There are two axioms in life of which I am sure.

There are two axioms in life of which I am sure. One is derived from the gospel of John and the other from the late member of Congress Thomas "Tip" O’Neill. They are as follows: Truth is incarnate. And all politics are local. Applied to the arts, these lead to a corollary. Art that aspires to be universal must be supremely specific, detailed, and rooted in a particular place and time.

And that brings me to the art that speaks the universe from the particular red dirt of the North Mississippi hills. I’m not talking about Faulkner (though I could be). I’m talking about the North Mississippi Allstars, the center of a blues-rock cult that started down here in the late 1990s and is, like kudzu, slowly headed your way.
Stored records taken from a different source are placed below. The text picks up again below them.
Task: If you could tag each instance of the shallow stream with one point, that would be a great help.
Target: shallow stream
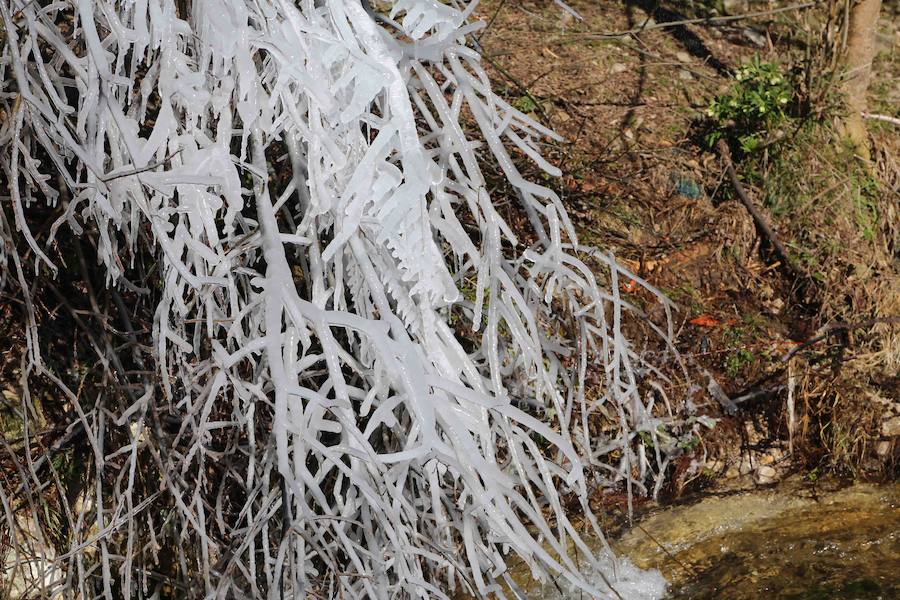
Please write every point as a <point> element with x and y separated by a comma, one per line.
<point>788,542</point>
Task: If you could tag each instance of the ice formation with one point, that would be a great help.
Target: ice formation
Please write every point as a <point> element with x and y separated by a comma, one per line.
<point>324,237</point>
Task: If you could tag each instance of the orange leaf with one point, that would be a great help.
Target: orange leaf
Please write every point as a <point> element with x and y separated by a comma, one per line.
<point>704,321</point>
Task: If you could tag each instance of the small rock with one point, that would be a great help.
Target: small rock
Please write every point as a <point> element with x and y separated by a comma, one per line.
<point>891,427</point>
<point>733,7</point>
<point>766,474</point>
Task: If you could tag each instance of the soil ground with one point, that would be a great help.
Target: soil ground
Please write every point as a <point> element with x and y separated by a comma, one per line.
<point>639,182</point>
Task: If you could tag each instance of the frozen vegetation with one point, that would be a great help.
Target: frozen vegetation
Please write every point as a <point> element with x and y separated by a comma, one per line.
<point>393,375</point>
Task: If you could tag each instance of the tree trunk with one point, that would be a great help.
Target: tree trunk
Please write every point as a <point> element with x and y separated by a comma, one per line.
<point>858,61</point>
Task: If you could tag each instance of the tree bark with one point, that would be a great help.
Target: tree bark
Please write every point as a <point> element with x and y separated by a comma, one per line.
<point>858,61</point>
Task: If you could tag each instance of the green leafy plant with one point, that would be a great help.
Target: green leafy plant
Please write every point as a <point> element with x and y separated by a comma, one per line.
<point>754,105</point>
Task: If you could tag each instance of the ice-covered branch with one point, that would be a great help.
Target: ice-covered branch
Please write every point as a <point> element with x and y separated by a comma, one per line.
<point>376,387</point>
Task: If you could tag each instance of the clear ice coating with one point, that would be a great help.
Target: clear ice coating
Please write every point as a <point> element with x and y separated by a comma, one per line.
<point>324,233</point>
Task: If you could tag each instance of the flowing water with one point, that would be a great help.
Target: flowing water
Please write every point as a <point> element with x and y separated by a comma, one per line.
<point>787,542</point>
<point>781,543</point>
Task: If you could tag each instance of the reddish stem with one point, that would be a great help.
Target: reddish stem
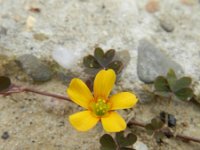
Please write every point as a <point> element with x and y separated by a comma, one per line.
<point>20,89</point>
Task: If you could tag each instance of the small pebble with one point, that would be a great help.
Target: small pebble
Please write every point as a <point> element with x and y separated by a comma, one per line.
<point>5,135</point>
<point>3,31</point>
<point>36,69</point>
<point>167,25</point>
<point>152,6</point>
<point>57,106</point>
<point>40,37</point>
<point>30,22</point>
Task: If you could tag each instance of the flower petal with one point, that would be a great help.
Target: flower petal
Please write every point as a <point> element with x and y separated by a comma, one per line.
<point>103,83</point>
<point>83,121</point>
<point>113,122</point>
<point>122,100</point>
<point>79,93</point>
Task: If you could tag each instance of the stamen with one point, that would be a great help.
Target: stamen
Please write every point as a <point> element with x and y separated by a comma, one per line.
<point>100,108</point>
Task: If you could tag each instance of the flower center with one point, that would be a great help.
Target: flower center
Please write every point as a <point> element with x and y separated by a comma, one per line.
<point>100,108</point>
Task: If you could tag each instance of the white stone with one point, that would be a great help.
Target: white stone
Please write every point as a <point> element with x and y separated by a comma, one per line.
<point>64,57</point>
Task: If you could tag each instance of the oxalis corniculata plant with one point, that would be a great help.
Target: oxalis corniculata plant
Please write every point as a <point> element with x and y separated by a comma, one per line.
<point>98,107</point>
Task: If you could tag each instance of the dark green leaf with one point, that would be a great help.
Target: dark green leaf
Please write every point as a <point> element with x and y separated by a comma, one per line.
<point>4,83</point>
<point>90,62</point>
<point>163,94</point>
<point>171,78</point>
<point>117,66</point>
<point>130,139</point>
<point>108,57</point>
<point>182,83</point>
<point>159,136</point>
<point>156,123</point>
<point>149,128</point>
<point>170,118</point>
<point>99,55</point>
<point>184,94</point>
<point>161,84</point>
<point>107,142</point>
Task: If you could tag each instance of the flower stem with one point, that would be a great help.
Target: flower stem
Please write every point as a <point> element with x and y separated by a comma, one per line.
<point>19,89</point>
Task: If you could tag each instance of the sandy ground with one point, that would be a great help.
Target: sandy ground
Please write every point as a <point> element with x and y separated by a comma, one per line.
<point>79,26</point>
<point>31,124</point>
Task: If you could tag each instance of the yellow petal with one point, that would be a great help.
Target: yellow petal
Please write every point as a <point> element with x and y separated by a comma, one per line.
<point>113,122</point>
<point>122,100</point>
<point>103,83</point>
<point>79,93</point>
<point>83,121</point>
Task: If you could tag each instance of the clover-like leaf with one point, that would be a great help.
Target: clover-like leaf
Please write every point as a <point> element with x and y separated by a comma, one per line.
<point>116,65</point>
<point>4,83</point>
<point>159,136</point>
<point>123,141</point>
<point>182,83</point>
<point>149,128</point>
<point>161,84</point>
<point>157,123</point>
<point>90,62</point>
<point>171,78</point>
<point>184,94</point>
<point>107,142</point>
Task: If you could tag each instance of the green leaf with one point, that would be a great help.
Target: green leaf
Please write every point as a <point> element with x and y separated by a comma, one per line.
<point>184,94</point>
<point>157,123</point>
<point>161,84</point>
<point>182,83</point>
<point>171,78</point>
<point>108,57</point>
<point>163,94</point>
<point>99,55</point>
<point>4,83</point>
<point>107,142</point>
<point>159,136</point>
<point>90,62</point>
<point>116,65</point>
<point>149,128</point>
<point>130,139</point>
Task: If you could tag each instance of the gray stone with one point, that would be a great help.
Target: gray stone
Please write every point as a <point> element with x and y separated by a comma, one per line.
<point>34,68</point>
<point>153,62</point>
<point>167,25</point>
<point>3,31</point>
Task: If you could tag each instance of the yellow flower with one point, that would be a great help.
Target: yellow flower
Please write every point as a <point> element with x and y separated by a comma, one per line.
<point>99,107</point>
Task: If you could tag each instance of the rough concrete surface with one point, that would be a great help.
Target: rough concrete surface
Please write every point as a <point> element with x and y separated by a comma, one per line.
<point>40,27</point>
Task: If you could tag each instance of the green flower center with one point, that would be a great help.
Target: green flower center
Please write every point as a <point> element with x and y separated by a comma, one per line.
<point>100,108</point>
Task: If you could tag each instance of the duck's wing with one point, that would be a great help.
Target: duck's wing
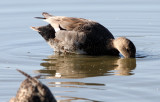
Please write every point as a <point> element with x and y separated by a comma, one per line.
<point>65,23</point>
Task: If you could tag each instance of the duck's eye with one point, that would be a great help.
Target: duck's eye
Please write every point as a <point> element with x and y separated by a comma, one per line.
<point>127,50</point>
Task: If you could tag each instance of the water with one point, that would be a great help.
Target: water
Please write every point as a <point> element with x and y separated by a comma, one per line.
<point>83,78</point>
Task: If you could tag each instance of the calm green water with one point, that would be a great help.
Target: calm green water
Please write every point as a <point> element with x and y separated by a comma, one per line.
<point>83,78</point>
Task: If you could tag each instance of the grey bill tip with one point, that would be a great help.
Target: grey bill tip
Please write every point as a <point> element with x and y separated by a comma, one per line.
<point>40,17</point>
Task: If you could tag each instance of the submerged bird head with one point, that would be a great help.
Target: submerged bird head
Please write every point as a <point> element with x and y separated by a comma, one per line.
<point>46,32</point>
<point>125,47</point>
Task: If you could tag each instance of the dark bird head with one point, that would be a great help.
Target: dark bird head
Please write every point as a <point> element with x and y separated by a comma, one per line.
<point>125,47</point>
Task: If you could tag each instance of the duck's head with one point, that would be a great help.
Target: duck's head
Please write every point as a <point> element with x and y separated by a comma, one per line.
<point>125,47</point>
<point>46,32</point>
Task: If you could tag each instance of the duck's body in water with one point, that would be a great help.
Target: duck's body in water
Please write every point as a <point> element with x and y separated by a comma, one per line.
<point>32,90</point>
<point>82,36</point>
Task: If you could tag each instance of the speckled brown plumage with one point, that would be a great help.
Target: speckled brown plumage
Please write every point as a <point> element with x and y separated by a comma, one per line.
<point>32,90</point>
<point>82,36</point>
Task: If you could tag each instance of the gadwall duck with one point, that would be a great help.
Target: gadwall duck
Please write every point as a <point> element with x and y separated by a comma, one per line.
<point>82,36</point>
<point>32,90</point>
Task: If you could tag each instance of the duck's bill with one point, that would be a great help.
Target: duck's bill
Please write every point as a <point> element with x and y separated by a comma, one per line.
<point>40,17</point>
<point>34,28</point>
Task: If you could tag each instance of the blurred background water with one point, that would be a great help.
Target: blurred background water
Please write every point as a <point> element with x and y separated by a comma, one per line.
<point>83,78</point>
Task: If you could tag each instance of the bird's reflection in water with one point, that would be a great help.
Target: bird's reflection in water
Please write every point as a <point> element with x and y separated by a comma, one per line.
<point>81,66</point>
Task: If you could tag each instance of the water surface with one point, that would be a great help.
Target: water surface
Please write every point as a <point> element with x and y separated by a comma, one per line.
<point>80,78</point>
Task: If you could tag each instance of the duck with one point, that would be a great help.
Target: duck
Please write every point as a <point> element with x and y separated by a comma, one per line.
<point>71,35</point>
<point>32,90</point>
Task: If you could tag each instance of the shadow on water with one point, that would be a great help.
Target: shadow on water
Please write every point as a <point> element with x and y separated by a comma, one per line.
<point>80,66</point>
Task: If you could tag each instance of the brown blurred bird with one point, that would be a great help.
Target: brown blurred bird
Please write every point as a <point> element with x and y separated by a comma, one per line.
<point>32,90</point>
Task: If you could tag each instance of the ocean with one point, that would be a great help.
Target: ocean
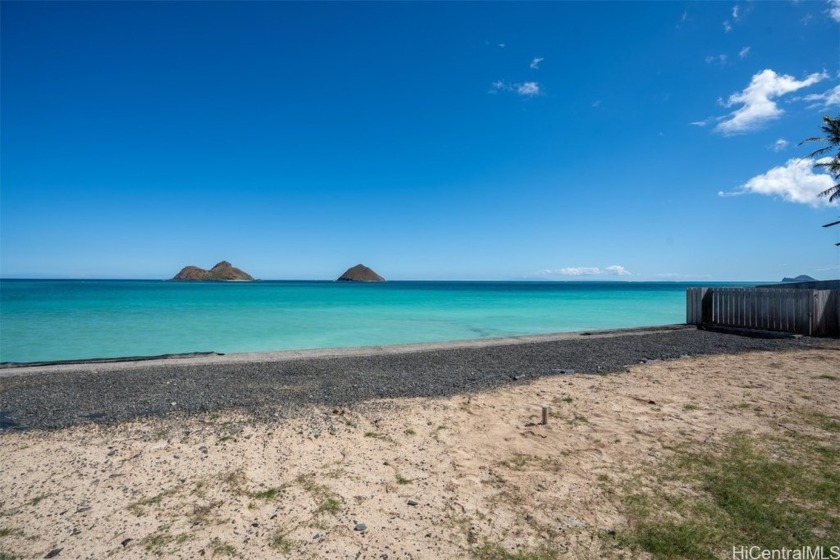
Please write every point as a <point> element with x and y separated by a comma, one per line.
<point>48,320</point>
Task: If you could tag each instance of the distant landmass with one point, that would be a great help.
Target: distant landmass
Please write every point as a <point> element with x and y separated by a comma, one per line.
<point>360,273</point>
<point>222,271</point>
<point>800,278</point>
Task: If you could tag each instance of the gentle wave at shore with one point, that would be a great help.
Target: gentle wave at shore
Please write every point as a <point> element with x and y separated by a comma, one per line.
<point>75,319</point>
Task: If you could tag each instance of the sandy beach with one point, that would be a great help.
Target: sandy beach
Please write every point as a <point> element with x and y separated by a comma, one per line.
<point>443,476</point>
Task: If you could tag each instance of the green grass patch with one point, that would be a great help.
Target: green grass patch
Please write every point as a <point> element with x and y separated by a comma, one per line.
<point>327,500</point>
<point>516,462</point>
<point>280,543</point>
<point>137,508</point>
<point>822,421</point>
<point>777,492</point>
<point>38,499</point>
<point>331,505</point>
<point>403,480</point>
<point>10,532</point>
<point>269,494</point>
<point>222,548</point>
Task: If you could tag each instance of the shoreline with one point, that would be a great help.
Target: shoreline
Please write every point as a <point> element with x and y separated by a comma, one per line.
<point>8,369</point>
<point>453,476</point>
<point>278,386</point>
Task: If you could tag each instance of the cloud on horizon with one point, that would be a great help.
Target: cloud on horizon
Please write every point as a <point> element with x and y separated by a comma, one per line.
<point>614,270</point>
<point>793,182</point>
<point>757,105</point>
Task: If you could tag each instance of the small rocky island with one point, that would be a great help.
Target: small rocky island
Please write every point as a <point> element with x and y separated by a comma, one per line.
<point>224,271</point>
<point>360,273</point>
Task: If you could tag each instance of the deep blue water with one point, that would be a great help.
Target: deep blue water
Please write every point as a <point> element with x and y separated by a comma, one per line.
<point>75,319</point>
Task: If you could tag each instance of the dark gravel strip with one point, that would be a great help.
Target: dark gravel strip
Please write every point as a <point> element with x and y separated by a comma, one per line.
<point>275,389</point>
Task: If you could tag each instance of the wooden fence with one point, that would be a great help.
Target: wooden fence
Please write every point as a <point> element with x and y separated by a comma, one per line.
<point>800,311</point>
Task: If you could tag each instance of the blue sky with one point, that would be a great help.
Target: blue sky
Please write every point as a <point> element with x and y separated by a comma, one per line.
<point>569,141</point>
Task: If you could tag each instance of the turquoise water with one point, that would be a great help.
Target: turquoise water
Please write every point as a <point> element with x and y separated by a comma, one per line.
<point>60,320</point>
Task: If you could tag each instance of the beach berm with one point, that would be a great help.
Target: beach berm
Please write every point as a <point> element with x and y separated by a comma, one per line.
<point>302,459</point>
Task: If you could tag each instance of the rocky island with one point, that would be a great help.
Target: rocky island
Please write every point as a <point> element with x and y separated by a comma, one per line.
<point>223,271</point>
<point>360,273</point>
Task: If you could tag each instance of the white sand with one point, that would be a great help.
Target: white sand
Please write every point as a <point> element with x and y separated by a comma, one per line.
<point>189,488</point>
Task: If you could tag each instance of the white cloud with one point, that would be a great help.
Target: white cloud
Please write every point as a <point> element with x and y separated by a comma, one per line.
<point>614,270</point>
<point>756,100</point>
<point>528,88</point>
<point>617,270</point>
<point>719,59</point>
<point>827,99</point>
<point>794,182</point>
<point>834,10</point>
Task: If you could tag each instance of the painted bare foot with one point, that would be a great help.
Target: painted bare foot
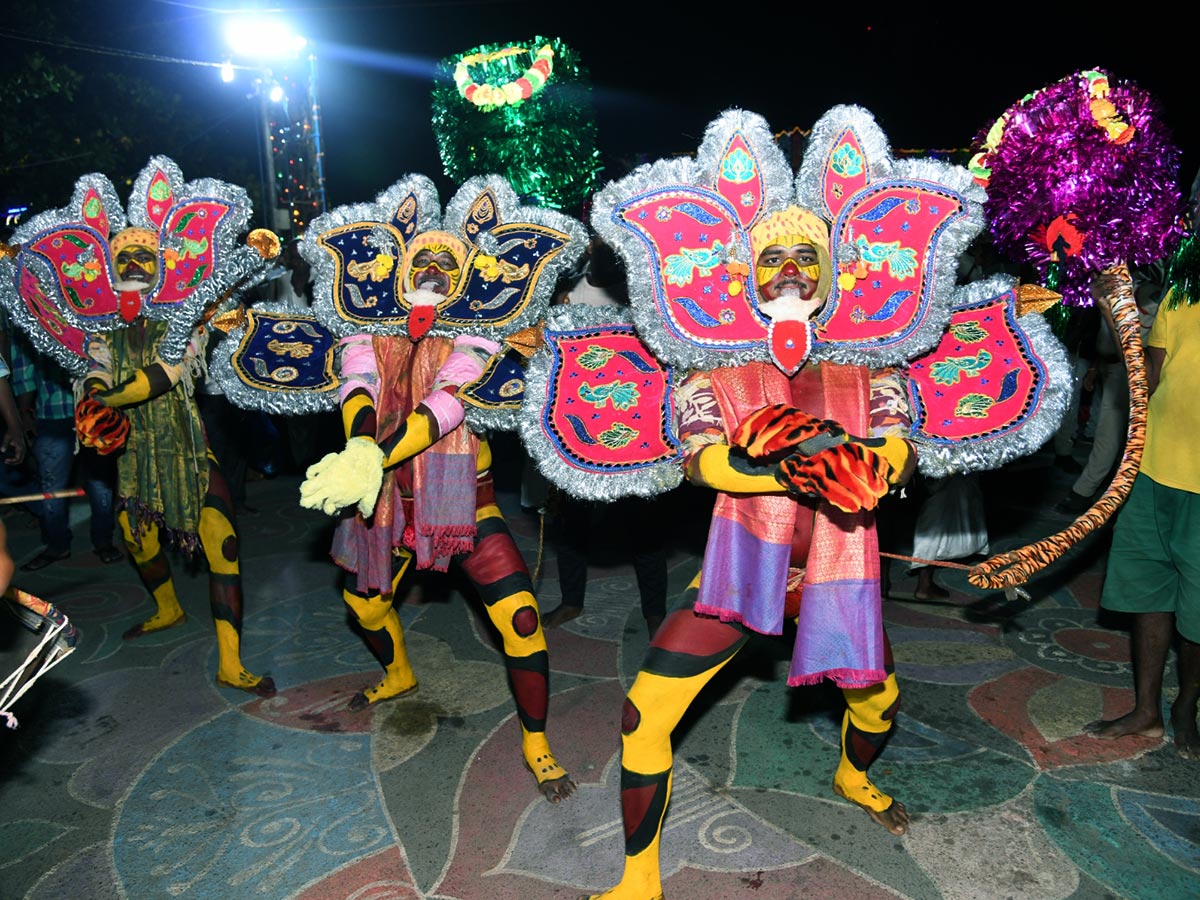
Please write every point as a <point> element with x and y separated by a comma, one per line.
<point>1187,737</point>
<point>552,779</point>
<point>894,817</point>
<point>633,892</point>
<point>153,624</point>
<point>561,616</point>
<point>381,694</point>
<point>261,687</point>
<point>1131,724</point>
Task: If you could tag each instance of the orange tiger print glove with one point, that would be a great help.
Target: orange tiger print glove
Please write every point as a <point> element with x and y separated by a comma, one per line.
<point>850,475</point>
<point>101,426</point>
<point>780,429</point>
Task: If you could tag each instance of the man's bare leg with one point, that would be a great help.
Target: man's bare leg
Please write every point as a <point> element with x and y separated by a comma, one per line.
<point>1151,640</point>
<point>1183,711</point>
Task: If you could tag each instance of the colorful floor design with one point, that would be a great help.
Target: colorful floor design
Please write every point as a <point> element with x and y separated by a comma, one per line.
<point>133,775</point>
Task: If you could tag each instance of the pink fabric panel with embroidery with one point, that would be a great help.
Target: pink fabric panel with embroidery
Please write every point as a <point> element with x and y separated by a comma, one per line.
<point>700,301</point>
<point>982,381</point>
<point>610,401</point>
<point>79,257</point>
<point>894,227</point>
<point>187,250</point>
<point>48,316</point>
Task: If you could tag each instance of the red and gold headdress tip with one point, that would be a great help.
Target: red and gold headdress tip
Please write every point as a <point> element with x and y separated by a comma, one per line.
<point>1035,298</point>
<point>265,243</point>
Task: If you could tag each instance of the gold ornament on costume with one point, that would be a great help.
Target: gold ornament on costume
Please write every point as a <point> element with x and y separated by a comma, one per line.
<point>264,241</point>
Kudzu, for my more provincial and ill-informed readers, is the Japanese vine that was imported to the Southern hill country for erosion control and proceeded to take over everything in its path - trees, abandoned houses, and, legend has it, slow-moving cows. It actually can grow up to a foot per day. It is a wild, hardy, hot-weather plant, and, as such, it has become an emblem of the Southern hills.

If you’ve never seen kudzu, but you still want to feel the particular truth of this particular place and learn what it can teach you, you can always read Faulkner. But you can also purchase the North Mississippi Allstars 2004 live album, North Mississippi Hill Country Revue.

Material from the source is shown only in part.